ITEM 5.02 Departure of Directors or Certain Officers; Election of Directors;
Appointment of Certain Officers; Compensatory Arrangements of Certain
Officers.
This Current Report on Form 8-K/A ("Amendment No. 1") amends Item 5.02 of the
Current Report on Form 8-K, filed by MasTec, Inc. (the "Company") on March 15,
2023 (the "Original Filing"), to disclose certain compensation arrangements in
connection with the appointment of Paul DiMarco to serve as its Executive Vice
President and Chief Financial Officer, which arrangements had not yet been
determined when the Original Filing was filed. This Amendment No. 1 supplements
the Original Filing and should be read in conjunction with the Original Filing.

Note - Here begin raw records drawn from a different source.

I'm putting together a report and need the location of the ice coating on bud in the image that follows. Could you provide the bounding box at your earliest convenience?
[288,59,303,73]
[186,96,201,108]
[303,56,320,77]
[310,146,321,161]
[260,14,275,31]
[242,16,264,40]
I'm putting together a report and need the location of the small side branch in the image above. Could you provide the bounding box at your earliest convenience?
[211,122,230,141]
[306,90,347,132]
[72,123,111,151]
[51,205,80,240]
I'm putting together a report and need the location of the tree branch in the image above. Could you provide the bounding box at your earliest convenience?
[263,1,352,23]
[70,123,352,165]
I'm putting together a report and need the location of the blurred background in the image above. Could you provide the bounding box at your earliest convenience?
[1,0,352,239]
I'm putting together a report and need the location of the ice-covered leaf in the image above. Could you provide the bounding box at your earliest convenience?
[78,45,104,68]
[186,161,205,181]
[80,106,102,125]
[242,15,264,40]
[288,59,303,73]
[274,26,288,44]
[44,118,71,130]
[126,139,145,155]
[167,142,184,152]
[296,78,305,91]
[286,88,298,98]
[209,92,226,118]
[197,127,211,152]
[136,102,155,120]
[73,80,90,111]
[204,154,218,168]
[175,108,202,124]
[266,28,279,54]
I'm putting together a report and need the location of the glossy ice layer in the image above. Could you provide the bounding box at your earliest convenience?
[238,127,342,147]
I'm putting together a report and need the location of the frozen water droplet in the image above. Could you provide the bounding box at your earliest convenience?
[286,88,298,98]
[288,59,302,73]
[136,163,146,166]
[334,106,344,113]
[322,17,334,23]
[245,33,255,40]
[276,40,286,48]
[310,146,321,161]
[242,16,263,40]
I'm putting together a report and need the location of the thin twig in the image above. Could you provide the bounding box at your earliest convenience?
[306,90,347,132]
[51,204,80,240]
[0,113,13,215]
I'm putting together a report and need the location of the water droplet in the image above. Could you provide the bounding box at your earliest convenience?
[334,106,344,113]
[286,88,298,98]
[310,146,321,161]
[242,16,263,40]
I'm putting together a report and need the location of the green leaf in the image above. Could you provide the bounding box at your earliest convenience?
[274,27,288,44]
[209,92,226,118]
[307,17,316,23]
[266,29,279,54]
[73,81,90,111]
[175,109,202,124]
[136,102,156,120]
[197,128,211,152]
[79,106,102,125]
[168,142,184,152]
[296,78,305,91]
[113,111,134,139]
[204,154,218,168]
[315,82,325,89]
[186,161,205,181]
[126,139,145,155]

On March 30, 2023, the Company entered into an employment agreement with
Mr. DiMarco (the "Agreement"), relating to his becoming the Company's Executive
Vice President and Chief Financial Officer. The Agreement remains in effect
until terminated and provides that Mr. DiMarco will be paid an initial annual
base salary of $500,000. The Agreement also provides for an annual performance
bonus of up to his base salary based on the achievement of goals established by
the Compensation Committee of the Company's Board of Directors (the
"Committee"), as determined in the Committee's sole discretion, so long as
Mr. DiMarco continues to provide active, full-time service through the
applicable bonus period and the date the bonus is paid. Following termination of
Mr. DiMarco's employment by the Company without cause (as defined in the
Agreement) or by Mr. DiMarco for good reason (as defined in the Agreement),
Mr. DiMarco would receive his base salary, an amount equal to the average
performance bonus (as defined in the Agreement) he received preceding
termination and certain employee benefits set forth in the Agreement paid over a
period of twelve months from the date of termination. If Mr. DiMarco's
employment is terminated other than for cause and he has not breached certain of
his obligations set forth in the Agreement, his restricted stock and stock
options that he currently has or may have in the future would continue to vest
until they are fully vested, and any existing and future stock option grants
will remain exercisable for the full term of the grant, subject further in all
cases, to the terms of the Company's incentive plans. If there is a change of
control (as defined in the Agreement) of the Company during the employment term
and Mr. DiMarco's employment is terminated by the Company without cause or by
him for good reason within 12 months thereafter, Mr. DiMarco would be entitled
(i) to a lump sum payment equal to the sum of (x) one and a half times his base
salary and (y) one and a half times his average performance bonus, (ii) the
immediate vesting of any previously unvested options and restricted stock and
(iii) the continuation of benefits as set forth in the Agreement; provided,
that, under certain circumstances, any change in control payment would be
reduced to avoid triggering an excise tax on such payment. The Agreement also
contains confidentiality, non-competition and non-solicitation provisions.
The foregoing description of the Agreement is only a summary and is qualified in
its entirety by reference to the full text of the Agreement, which will be filed
as an exhibit to the Company's next quarterly report on Form 10-Q.